Levey A S, Bosch J P, Lewis J B, Greene T, Rogers N, Roth D
New England Medical Center, Boston, MA 02111, USA.
Ann Intern Med. 1999 Mar 16;130(6):461-70. doi: 10.7326/0003-4819-130-6-199903160-00002.
Serum creatinine concentration is widely used as an index of renal function, but this concentration is affected by factors other than glomerular filtration rate (GFR).
To develop an equation to predict GFR from serum creatinine concentration and other factors.
Cross-sectional study of GFR, creatinine clearance, serum creatinine concentration, and demographic and clinical characteristics in patients with chronic renal disease.
1628 patients enrolled in the baseline period of the Modification of Diet in Renal Disease (MDRD) Study, of whom 1070 were randomly selected as the training sample; the remaining 558 patients constituted the validation sample.
The prediction equation was developed by stepwise regression applied to the training sample. The equation was then tested and compared with other prediction equations in the validation sample.
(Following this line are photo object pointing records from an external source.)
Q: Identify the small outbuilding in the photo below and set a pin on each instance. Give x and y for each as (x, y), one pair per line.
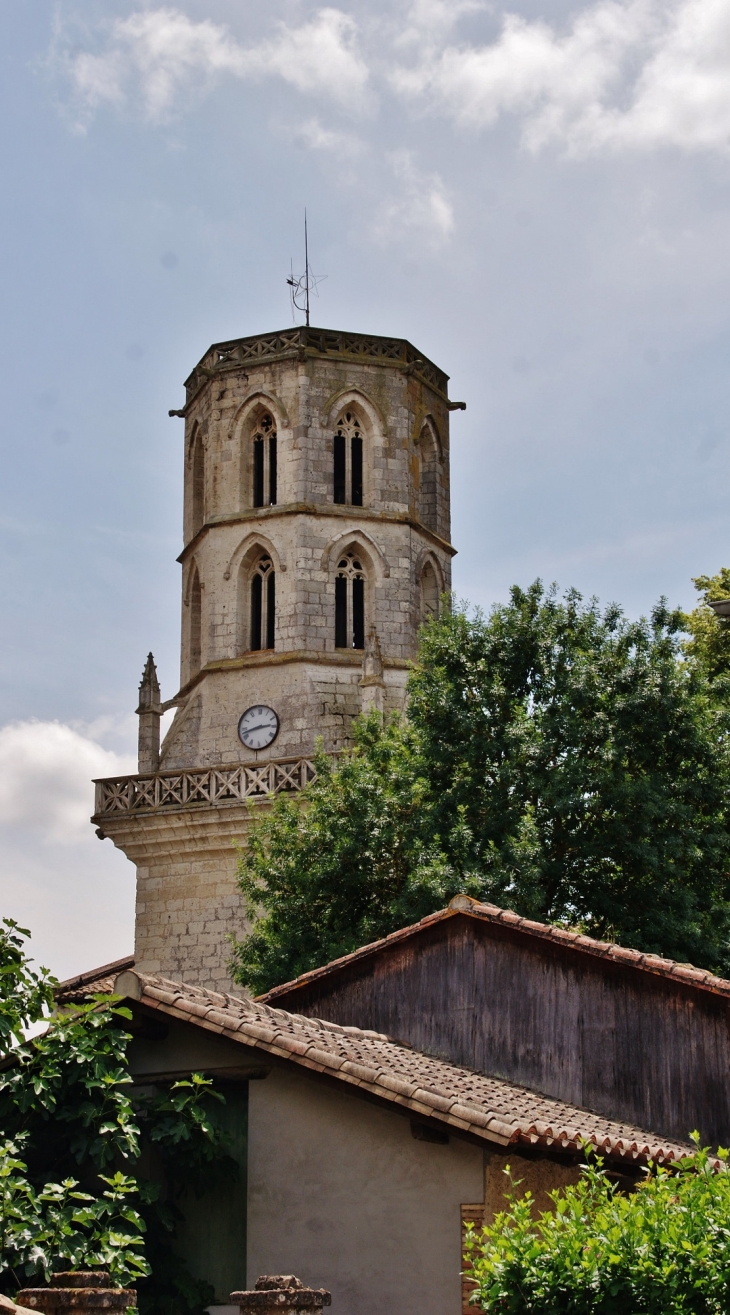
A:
(633, 1035)
(361, 1157)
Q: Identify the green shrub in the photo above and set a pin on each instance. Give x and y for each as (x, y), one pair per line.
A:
(662, 1248)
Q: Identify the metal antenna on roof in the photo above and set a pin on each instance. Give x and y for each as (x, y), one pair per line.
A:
(304, 286)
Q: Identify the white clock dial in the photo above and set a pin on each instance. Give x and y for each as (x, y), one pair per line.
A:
(258, 726)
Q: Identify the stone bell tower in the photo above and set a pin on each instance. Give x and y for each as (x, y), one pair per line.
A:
(316, 541)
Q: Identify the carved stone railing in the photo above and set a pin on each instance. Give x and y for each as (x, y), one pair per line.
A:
(205, 787)
(290, 342)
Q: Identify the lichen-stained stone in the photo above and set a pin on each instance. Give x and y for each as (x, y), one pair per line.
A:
(316, 513)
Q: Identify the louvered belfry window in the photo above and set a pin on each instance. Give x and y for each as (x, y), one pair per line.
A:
(263, 605)
(265, 462)
(349, 602)
(349, 460)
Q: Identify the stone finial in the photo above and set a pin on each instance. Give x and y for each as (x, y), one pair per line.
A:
(372, 684)
(275, 1293)
(149, 713)
(76, 1293)
(149, 687)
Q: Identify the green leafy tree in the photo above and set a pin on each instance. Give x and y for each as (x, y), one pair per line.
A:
(25, 993)
(557, 759)
(74, 1128)
(662, 1249)
(709, 642)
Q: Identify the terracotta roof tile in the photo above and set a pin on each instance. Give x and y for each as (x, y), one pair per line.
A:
(685, 973)
(75, 990)
(488, 1107)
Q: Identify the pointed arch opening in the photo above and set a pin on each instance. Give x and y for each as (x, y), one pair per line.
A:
(257, 602)
(350, 601)
(347, 459)
(430, 593)
(263, 459)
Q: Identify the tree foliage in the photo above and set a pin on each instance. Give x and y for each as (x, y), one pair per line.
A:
(662, 1249)
(709, 643)
(557, 759)
(74, 1132)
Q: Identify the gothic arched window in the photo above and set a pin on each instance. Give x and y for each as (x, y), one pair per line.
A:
(265, 460)
(263, 605)
(197, 483)
(349, 602)
(349, 460)
(196, 622)
(429, 592)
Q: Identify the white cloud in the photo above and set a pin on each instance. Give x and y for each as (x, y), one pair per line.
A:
(628, 74)
(161, 55)
(418, 208)
(75, 893)
(45, 779)
(316, 137)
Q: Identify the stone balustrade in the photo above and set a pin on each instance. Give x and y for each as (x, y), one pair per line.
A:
(208, 787)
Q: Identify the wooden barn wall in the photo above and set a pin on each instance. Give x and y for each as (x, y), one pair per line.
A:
(618, 1040)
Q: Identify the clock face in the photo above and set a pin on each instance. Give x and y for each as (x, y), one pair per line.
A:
(258, 726)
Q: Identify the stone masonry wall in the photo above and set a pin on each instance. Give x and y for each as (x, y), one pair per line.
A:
(187, 901)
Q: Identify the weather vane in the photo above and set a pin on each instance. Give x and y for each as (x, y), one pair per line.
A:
(303, 287)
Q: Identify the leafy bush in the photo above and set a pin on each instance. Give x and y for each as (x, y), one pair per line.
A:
(558, 759)
(74, 1128)
(662, 1249)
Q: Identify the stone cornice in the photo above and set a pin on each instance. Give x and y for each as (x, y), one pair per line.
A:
(255, 514)
(275, 658)
(301, 343)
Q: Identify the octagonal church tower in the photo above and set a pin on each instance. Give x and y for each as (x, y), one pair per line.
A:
(316, 541)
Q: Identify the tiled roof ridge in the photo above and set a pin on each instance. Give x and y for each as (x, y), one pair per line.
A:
(422, 1084)
(117, 965)
(605, 950)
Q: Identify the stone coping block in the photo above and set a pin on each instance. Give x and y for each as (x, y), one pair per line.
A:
(280, 1293)
(75, 1291)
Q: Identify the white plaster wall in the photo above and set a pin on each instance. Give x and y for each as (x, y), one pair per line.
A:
(342, 1194)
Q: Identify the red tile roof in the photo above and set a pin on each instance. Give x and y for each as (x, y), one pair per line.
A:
(685, 973)
(75, 990)
(496, 1111)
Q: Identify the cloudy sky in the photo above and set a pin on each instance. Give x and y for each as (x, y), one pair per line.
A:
(537, 195)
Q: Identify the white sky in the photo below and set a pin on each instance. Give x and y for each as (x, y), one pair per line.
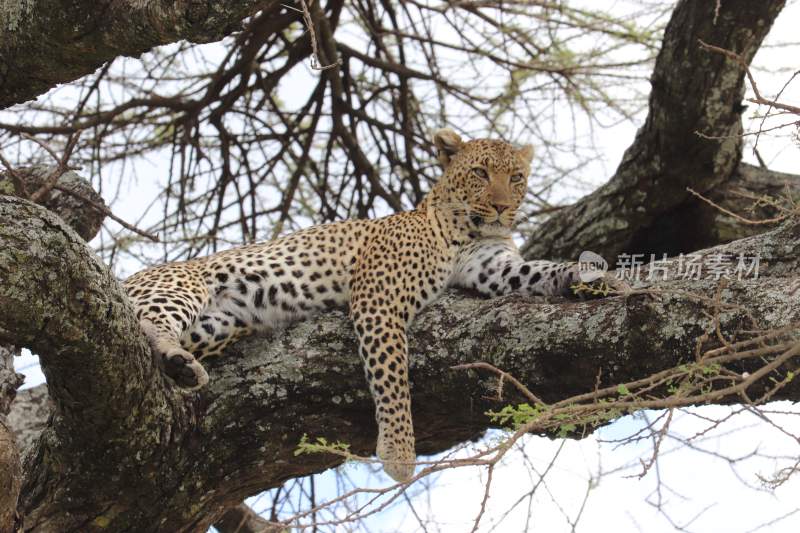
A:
(710, 494)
To simplify prediction of GFR, the equation included only demographic and serum variables. Independent factors associated with a lower GFR included a higher serum creatinine concentration, older age, female sex, nonblack ethnicity, higher serum urea nitrogen levels, and lower serum albumin levels (P < 0.001 for all factors). The multiple regression model explained 90.3% of the variance in the logarithm of GFR in the validation sample. Measured creatinine clearance overestimated GFR by 19%, and creatinine clearance predicted by the Cockcroft-Gault formula overestimated GFR by 16%. After adjustment for this overestimation, the percentage of variance of the logarithm of GFR predicted by measured creatinine clearance or the Cockcroft-Gault formula was 86.6% and 84.2%, respectively.
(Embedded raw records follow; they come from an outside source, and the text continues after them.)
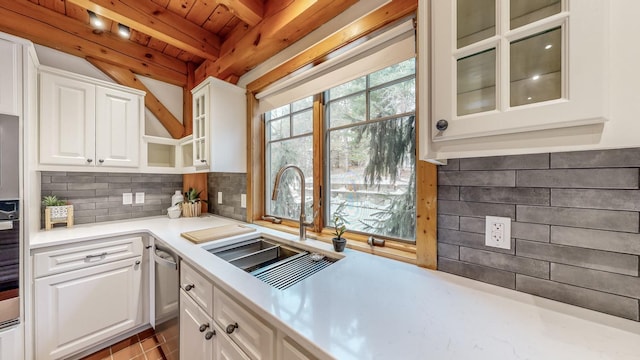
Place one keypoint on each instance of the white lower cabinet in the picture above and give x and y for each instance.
(78, 309)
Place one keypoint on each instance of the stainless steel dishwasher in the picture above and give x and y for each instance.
(167, 290)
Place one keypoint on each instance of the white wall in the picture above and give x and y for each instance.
(168, 94)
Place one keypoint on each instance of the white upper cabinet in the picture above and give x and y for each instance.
(513, 66)
(85, 122)
(9, 75)
(219, 127)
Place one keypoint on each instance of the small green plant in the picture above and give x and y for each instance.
(52, 200)
(192, 196)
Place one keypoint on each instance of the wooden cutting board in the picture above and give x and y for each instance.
(215, 233)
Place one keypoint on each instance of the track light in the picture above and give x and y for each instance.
(124, 31)
(95, 21)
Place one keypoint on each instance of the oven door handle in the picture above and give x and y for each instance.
(164, 258)
(6, 225)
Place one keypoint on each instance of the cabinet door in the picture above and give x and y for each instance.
(511, 66)
(117, 128)
(201, 114)
(193, 344)
(8, 78)
(67, 121)
(82, 308)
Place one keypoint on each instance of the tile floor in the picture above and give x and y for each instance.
(143, 346)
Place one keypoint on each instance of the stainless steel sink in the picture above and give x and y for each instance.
(272, 262)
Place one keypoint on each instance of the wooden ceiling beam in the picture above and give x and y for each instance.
(52, 29)
(397, 9)
(125, 77)
(158, 22)
(249, 11)
(279, 29)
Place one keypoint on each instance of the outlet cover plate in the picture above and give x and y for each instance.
(498, 232)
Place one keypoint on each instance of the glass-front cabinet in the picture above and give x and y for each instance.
(511, 66)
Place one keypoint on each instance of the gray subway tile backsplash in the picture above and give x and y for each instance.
(575, 225)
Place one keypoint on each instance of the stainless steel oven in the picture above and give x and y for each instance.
(9, 263)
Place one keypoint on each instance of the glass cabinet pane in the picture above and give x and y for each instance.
(523, 12)
(536, 68)
(476, 90)
(476, 20)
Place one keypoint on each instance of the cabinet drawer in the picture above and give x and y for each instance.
(74, 257)
(247, 331)
(197, 287)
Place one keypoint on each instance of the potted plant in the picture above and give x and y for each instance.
(339, 228)
(191, 205)
(56, 211)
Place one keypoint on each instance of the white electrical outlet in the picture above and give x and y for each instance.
(498, 232)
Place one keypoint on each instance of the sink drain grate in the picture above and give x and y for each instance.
(289, 273)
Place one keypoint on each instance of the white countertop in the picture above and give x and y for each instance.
(369, 307)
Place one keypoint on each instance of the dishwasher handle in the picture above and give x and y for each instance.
(164, 258)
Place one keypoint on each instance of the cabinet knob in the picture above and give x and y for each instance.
(231, 327)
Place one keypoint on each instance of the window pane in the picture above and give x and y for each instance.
(281, 111)
(298, 151)
(347, 111)
(278, 129)
(302, 104)
(396, 99)
(476, 20)
(348, 88)
(477, 83)
(523, 12)
(372, 177)
(303, 123)
(393, 72)
(536, 68)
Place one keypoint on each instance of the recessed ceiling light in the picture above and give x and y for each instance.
(95, 21)
(124, 31)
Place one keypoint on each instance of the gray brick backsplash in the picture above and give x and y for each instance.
(524, 196)
(597, 199)
(533, 161)
(596, 239)
(478, 178)
(232, 185)
(477, 272)
(586, 218)
(575, 225)
(462, 208)
(97, 197)
(597, 159)
(448, 192)
(520, 265)
(597, 280)
(587, 258)
(579, 178)
(621, 306)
The equation developed from the MDRD Study provided a more accurate estimate of GFR in our study group than measured creatinine clearance or other commonly used equations.
血清肌酐浓度被广泛用作肾功能指标,但该浓度受肾小球滤过率(GFR)以外的因素影响。
建立一个根据血清肌酐浓度及其他因素预测GFR的方程。
对慢性肾病患者的GFR、肌酐清除率、血清肌酐浓度以及人口统计学和临床特征进行横断面研究。
1628例参与肾病饮食改良(MDRD)研究基线期的患者,其中1070例被随机选为训练样本;其余558例患者构成验证样本。
通过逐步回归分析训练样本建立预测方程,然后在验证样本中对该方程进行检验并与其他预测方程比较。
为简化GFR预测,该方程仅纳入人口统计学和血清变量。与较低GFR相关的独立因素包括较高的血清肌酐浓度、年龄较大、女性、非黑人种族、较高的血清尿素氮水平和较低的血清白蛋白水平(所有因素P<0.001)。多元回归模型解释了验证样本中GFR对数变异的90.3%。实测肌酐清除率高估GFR 19%,Cockcroft-Gault公式预测的肌酐清除率高估GFR 16%。校正此高估后,实测肌酐清除率或Cockcroft-Gault公式预测的GFR对数变异百分比分别为86.6%和84.2%。
在我们的研究组中,MDRD研究建立的方程比实测肌酐清除率或其他常用方程能更准确地估计GFR。